L'organisation des bibliothèques en France est ancrée sur la notion de territoire - bibliothèques d'Etat pour la communauté nationale et bibliothèques territoriales pour la portion du territoire qui relève de leur tutelle. Ce qui explique que la politique d'équipements ait pris le pas sur la politique de services. Dans les communes, le réseau local est structuré en bibliothèques centrale et de quartier, indépendamment du profil de la population de ce quartier. En France, la notion de public est plus abstraite ; celle de service public en matière de bibliothèque et de lecture s'investit sur la communauté dans sa globalité, avec un refus de découper le public en segments.
Depuis les années 70, la politique privilégiée est celle de l'offre qui structure la demande ; une bibliothèque a d'abord pour objectif de répondre aux besoins de base de la population, besoins, attentes, souhaits du public ne s'exprimant que par rapport à une offre existante (horaires d'ouverture, nouveautés, places assises, etc.) ; et les bibliothécaires restent méfiants vis-à-vis de l'expression de certains besoins spécifiques, craignant l'émergence de demandes de groupes organisés, voire de groupes de pression.
Mais l'idée de diversité des publics fait son chemin et la politique de la demande commence à se substituer à celle de l'offre : en ce qui concerne l'accès à la bibliothèque pour les publics dits « empêchés » - personnes âgées, hospitalisées, détenus, et pour le public dit en formation, qui a du mal à « se retrouver » dans le dédale des catalogues ou des cotes ; et également, en ce qui concerne l'accès au livre et à la lecture qui, lui, pose des problèmes dépassant le cadre des bibliothèques - âge (bébés-lecteurs), handicap, obstacles socioculturels (géographiques, familiaux, professionnels, etc.) et donnant lieu à la création de services particuliers : espaces pour les tout-petits, dans la bibliothèque, ou hors de la bibliothèque (garderies, crèches, etc.), accès aux locaux facilité ; et enfin, attention particulière donnée au public en autoformation, qui exprime lui-même ses besoins en termes de collections ou d'accueil ; mais pas d'adaptation du contenu des collections à des publics particuliers.
Il n'y a donc pas de communautés à desservir, il y a des publics spécifiques ayant des besoins propres, mais tenus éloignés du livre et de la bibliothèque. Les bibliothèques ont pour objectif de lever des obstacles, d'atténuer des contraintes et de supprimer des freins. L'effort de démocratisation culturelle est au cœur des missions des bibliothèques.
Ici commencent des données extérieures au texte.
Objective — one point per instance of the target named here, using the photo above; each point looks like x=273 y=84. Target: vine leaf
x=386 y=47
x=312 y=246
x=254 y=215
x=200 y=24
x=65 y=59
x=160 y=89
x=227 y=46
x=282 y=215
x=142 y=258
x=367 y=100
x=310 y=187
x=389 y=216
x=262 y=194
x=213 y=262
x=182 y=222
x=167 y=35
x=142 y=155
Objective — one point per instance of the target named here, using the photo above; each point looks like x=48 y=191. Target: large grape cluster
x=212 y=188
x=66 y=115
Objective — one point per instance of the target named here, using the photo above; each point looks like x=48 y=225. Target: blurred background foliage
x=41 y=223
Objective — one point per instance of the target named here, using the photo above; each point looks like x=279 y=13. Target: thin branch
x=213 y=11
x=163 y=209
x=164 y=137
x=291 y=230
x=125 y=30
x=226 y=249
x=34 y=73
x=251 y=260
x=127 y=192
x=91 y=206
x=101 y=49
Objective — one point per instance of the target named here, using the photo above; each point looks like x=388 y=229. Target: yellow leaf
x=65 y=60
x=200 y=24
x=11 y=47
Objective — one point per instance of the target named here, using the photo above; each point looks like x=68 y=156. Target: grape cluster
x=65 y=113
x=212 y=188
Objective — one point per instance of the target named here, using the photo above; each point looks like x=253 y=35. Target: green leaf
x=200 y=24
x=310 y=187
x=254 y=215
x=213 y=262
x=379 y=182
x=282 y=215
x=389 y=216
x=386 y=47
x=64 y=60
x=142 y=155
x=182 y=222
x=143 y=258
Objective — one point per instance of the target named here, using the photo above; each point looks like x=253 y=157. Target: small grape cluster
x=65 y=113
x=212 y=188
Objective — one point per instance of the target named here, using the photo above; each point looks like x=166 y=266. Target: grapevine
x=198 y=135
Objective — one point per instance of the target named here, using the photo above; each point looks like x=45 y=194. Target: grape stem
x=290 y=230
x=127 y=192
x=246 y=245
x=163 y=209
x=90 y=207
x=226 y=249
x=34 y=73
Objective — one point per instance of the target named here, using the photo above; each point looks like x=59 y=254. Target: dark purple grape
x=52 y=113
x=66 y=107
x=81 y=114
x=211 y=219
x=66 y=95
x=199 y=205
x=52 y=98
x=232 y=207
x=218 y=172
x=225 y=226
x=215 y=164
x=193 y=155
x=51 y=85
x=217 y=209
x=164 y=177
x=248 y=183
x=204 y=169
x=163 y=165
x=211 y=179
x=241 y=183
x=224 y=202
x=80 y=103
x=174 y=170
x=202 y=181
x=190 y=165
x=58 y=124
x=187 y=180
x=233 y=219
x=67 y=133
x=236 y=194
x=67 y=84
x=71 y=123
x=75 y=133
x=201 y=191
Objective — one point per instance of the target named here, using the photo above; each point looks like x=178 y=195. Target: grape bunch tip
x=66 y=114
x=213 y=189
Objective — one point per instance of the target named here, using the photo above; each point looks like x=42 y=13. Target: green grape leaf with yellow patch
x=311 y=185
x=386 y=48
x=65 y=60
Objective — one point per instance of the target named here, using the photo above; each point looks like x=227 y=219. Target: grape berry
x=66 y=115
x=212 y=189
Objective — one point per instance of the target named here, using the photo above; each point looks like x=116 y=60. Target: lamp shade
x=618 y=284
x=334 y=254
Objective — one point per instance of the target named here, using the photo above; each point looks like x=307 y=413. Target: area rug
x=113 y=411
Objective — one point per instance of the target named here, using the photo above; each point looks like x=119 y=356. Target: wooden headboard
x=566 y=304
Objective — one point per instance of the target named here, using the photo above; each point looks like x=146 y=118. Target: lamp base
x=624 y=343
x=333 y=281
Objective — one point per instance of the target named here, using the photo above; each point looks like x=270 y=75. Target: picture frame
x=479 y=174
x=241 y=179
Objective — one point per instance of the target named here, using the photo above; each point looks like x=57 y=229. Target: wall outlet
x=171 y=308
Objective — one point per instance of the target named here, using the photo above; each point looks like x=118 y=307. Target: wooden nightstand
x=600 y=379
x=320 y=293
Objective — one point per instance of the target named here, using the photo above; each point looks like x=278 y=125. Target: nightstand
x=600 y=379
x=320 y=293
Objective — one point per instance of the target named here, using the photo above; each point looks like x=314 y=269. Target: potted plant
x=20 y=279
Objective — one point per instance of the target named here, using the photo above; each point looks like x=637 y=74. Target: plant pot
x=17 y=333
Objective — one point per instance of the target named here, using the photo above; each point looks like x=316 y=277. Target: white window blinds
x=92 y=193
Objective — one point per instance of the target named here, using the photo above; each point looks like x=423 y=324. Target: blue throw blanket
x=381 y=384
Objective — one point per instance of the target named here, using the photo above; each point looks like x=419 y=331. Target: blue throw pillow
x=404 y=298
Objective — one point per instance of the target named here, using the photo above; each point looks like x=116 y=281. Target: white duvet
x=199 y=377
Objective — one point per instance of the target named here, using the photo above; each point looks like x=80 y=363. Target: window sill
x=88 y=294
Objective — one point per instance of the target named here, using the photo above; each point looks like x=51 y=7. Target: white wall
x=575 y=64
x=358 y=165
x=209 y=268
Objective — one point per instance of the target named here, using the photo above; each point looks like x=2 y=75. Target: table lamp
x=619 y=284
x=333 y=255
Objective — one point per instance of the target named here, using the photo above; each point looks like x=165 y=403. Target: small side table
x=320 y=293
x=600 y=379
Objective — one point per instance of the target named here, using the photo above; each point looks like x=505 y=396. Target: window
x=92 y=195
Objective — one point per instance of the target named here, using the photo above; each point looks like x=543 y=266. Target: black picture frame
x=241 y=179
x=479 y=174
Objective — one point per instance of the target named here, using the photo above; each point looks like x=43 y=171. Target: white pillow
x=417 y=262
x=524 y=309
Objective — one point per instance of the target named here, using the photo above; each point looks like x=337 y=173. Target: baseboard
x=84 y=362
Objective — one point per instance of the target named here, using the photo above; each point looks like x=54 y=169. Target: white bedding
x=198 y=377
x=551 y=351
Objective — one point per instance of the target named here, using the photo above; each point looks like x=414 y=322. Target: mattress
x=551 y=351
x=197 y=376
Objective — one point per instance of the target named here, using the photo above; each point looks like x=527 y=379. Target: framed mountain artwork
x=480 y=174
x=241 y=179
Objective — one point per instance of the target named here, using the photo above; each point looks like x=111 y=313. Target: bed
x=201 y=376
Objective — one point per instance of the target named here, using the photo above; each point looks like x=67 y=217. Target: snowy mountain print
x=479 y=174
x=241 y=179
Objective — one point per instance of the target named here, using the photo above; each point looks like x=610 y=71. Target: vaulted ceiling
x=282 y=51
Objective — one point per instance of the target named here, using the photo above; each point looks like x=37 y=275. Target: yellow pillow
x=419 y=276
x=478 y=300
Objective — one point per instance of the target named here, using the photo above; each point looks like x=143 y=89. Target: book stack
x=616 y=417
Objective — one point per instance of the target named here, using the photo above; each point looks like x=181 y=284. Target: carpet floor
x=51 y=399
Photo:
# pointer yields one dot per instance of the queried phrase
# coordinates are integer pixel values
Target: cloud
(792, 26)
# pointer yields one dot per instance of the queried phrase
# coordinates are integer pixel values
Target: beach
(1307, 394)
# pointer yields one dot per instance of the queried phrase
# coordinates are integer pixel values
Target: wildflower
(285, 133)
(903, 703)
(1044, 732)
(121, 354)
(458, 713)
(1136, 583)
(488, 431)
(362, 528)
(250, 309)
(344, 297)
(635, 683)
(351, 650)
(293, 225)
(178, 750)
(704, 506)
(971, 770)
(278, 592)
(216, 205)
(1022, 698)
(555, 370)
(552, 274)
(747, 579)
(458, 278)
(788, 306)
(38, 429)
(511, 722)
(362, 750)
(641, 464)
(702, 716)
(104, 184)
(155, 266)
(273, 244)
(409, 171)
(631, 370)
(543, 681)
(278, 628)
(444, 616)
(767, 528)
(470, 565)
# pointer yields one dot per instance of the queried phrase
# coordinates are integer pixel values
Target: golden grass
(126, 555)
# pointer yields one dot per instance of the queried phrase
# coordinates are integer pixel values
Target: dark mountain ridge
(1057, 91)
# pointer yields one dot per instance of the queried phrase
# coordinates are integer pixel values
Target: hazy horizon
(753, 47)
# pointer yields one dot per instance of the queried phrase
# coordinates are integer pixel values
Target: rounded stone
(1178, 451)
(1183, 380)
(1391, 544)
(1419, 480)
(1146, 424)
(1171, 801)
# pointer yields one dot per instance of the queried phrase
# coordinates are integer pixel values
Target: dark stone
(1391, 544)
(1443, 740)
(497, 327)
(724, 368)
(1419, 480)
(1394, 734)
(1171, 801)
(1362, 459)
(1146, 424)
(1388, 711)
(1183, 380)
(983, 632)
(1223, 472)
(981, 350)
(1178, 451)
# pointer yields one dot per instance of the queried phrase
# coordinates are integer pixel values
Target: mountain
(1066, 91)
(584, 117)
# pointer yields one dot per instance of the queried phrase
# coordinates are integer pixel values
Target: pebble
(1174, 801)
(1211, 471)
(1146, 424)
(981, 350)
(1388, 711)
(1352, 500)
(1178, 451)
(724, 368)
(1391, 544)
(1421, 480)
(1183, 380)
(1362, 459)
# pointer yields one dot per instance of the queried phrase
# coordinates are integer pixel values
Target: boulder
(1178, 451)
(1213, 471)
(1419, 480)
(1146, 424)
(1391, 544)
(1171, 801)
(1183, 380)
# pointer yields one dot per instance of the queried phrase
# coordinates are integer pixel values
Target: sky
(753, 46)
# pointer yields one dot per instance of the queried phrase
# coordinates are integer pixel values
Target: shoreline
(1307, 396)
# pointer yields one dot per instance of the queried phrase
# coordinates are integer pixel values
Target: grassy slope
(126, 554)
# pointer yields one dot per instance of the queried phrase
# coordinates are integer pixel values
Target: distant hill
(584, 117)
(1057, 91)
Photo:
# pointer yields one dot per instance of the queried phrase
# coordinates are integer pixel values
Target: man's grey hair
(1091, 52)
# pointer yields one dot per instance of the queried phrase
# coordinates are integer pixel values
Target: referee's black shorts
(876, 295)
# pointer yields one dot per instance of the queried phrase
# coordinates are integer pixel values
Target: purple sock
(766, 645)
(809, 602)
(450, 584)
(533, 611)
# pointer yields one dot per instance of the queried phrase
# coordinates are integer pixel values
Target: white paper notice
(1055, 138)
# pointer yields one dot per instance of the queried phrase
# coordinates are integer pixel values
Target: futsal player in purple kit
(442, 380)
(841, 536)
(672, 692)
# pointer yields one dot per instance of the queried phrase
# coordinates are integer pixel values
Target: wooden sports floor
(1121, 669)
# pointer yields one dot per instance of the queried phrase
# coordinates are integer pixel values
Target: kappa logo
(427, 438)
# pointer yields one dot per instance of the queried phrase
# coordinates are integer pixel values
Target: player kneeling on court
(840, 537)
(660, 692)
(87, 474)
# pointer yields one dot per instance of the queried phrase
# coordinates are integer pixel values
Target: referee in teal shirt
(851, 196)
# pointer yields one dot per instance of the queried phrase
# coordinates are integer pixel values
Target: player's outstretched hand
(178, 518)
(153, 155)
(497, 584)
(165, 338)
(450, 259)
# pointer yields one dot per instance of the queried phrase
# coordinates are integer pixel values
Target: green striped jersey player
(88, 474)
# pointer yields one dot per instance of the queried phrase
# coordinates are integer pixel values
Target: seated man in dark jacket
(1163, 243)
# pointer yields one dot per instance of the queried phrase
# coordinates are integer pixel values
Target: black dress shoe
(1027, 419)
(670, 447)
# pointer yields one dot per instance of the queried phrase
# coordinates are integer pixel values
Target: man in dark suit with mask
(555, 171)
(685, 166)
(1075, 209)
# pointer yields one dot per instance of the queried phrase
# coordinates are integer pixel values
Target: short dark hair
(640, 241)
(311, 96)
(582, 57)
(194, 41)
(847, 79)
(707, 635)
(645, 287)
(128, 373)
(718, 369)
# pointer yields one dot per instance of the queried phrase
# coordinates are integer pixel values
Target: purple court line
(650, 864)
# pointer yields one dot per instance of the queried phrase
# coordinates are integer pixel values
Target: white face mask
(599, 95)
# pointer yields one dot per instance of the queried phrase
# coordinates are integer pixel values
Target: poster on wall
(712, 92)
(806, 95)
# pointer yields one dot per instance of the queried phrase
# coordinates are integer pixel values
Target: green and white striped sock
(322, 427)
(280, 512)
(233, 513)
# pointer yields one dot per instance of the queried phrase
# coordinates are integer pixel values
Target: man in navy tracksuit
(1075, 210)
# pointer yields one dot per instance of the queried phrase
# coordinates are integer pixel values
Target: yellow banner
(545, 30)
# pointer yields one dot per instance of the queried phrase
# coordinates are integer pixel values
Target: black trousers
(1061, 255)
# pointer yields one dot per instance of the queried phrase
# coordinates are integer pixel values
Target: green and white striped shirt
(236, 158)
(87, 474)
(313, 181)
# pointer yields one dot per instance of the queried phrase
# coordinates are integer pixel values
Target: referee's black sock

Notion de communauté(s), public(s) à desservir, politique de l'offre ou politique de la demande, mission éducative et rôle social de la bibliothèque, place des usagers dans les orientations et les décisions, et enfin pertinence des outils d'analyse du ou des publics, tels furent donc, pêle-mêle, les différents thèmes qui se sont dégagés de cette journée. Ont été mises en évidence les différences de pratiques selon les pays, les besoins des communautés étant pris en compte depuis plus longtemps en pays anglo-saxons qu'en pays latins.